With Olivia out in the field canvassing, Peter shows up to pick up Walter. Dr. Sumner definitely turns nasty, throwing Peter's past back up at him and threatening to petition for guardianship over Walter. Well, this dude is definitely working on some agenda. Is he on Massive Dynamic's payroll? Does he want to be? The whole thing reeks like a self serving self serve buffet left out in the noonday sun in Miami in August.
Finally, and a little conveniently, Olivia stumbles across the red castle. A former carousel of the future damned, she finds Ben...but then the woman who took him, Ritz (or some such ridiculous hotelier name...why not just go for Hilton? Marriot? Red Roof?), tries to prevent Olivia from taking him. Girl Fight! Girl Fight! Rinse, repeat. Of course once the green and red lights start blinking we know that this isn't going to go as Olivia planned. Ritz escapes, but Ben is left behind and eventually reunited with his dad, which makes Olivia smile and I just want to cuddle her, give her a cup of coco with a big shot of Jack Daniels in it, just like what my mom used to give me when I had a rough but gratifying day at the playground.
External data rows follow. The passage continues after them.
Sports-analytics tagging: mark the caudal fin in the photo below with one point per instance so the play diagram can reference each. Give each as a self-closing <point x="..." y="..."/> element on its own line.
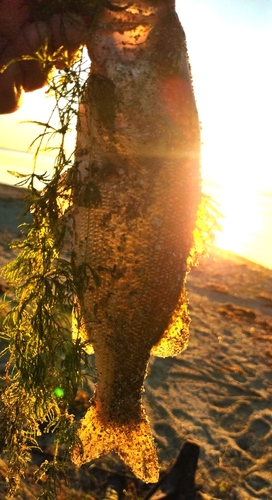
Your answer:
<point x="132" y="441"/>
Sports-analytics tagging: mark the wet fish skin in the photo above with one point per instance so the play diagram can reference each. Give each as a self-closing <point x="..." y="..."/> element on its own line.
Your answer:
<point x="138" y="146"/>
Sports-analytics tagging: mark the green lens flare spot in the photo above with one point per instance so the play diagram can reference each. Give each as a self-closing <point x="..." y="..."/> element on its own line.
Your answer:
<point x="59" y="392"/>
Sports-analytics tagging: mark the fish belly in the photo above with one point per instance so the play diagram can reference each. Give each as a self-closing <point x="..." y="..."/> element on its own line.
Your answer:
<point x="135" y="204"/>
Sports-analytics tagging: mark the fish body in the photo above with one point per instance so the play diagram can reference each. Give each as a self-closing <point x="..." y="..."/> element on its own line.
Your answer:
<point x="134" y="212"/>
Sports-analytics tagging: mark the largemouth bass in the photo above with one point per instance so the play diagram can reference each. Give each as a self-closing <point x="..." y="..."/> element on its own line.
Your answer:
<point x="135" y="204"/>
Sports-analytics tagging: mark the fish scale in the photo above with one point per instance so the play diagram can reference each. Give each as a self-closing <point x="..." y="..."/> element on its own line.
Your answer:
<point x="138" y="146"/>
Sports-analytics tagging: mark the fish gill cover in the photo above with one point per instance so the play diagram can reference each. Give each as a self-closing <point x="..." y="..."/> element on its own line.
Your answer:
<point x="133" y="196"/>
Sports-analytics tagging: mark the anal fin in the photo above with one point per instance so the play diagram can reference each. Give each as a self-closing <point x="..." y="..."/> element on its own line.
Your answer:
<point x="176" y="337"/>
<point x="133" y="442"/>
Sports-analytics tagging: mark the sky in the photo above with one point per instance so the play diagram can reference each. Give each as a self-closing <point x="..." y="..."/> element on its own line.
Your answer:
<point x="229" y="44"/>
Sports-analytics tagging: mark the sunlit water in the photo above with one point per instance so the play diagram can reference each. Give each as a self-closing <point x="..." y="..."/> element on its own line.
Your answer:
<point x="247" y="213"/>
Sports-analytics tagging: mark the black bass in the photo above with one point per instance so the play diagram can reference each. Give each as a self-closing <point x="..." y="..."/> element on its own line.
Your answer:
<point x="134" y="212"/>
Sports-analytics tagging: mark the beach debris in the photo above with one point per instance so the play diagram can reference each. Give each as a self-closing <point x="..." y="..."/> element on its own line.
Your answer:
<point x="136" y="191"/>
<point x="178" y="482"/>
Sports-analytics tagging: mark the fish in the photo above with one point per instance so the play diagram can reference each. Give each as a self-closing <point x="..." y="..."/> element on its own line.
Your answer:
<point x="135" y="199"/>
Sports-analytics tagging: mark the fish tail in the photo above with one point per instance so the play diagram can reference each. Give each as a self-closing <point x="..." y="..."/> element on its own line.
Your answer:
<point x="132" y="441"/>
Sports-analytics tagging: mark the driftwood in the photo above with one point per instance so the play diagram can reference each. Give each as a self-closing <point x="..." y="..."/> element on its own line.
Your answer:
<point x="177" y="483"/>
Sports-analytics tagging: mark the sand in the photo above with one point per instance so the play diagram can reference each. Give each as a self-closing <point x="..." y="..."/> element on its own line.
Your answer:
<point x="217" y="393"/>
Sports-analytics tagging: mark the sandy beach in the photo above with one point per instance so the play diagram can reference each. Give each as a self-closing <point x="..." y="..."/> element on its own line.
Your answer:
<point x="217" y="393"/>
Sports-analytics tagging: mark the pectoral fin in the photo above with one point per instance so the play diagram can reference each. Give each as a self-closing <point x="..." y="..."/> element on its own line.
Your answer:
<point x="79" y="331"/>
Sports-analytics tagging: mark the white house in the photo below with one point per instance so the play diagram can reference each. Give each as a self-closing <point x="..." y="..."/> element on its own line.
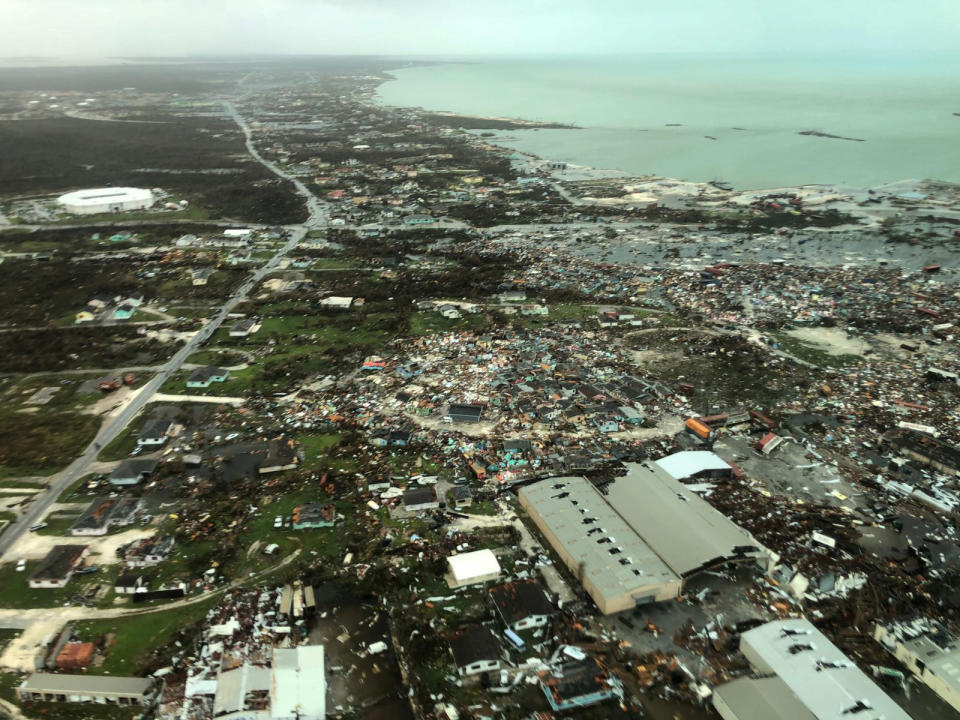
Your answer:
<point x="472" y="568"/>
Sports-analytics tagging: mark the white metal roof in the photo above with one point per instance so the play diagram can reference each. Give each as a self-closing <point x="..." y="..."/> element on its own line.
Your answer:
<point x="473" y="564"/>
<point x="690" y="462"/>
<point x="85" y="684"/>
<point x="298" y="688"/>
<point x="99" y="196"/>
<point x="825" y="680"/>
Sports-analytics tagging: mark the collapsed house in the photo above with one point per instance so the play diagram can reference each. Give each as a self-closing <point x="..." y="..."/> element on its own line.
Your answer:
<point x="930" y="653"/>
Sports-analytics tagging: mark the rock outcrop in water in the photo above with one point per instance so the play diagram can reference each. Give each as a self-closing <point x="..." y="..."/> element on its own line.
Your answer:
<point x="817" y="133"/>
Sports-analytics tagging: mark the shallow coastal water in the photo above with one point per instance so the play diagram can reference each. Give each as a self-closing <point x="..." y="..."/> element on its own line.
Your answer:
<point x="657" y="114"/>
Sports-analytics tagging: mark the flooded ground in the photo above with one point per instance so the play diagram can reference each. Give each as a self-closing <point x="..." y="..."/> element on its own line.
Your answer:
<point x="368" y="687"/>
<point x="853" y="247"/>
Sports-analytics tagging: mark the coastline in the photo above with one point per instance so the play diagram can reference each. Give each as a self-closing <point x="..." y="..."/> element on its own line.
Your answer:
<point x="816" y="145"/>
<point x="564" y="172"/>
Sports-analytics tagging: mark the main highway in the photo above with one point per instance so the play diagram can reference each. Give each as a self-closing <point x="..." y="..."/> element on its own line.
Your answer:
<point x="116" y="425"/>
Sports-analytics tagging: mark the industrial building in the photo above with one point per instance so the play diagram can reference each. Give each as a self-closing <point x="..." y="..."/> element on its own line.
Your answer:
<point x="637" y="543"/>
<point x="105" y="200"/>
<point x="766" y="698"/>
<point x="49" y="687"/>
<point x="806" y="678"/>
<point x="616" y="567"/>
<point x="688" y="533"/>
<point x="930" y="653"/>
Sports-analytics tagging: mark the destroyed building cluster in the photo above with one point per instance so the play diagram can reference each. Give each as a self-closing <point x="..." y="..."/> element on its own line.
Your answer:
<point x="474" y="435"/>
Ritz pops up in a warehouse lab with Agent Loeb. They plug in Ben's finished composition, and voila! Loeb reaches through the solid wall of a safe and extracts an apple. While he chews on that, he kills Ritz. We hardly knew ye, Ritzy! Where's Blair Brown? You just KNOW that she's got to be behind some of this crap. She's like a female Cheney, the great puppet master pulling the strings from an undisclosed bunker.
Next Up: Peter's past catches up big time and Olivia risks the Altered States isolation chamber again to get into the mind of Dead John.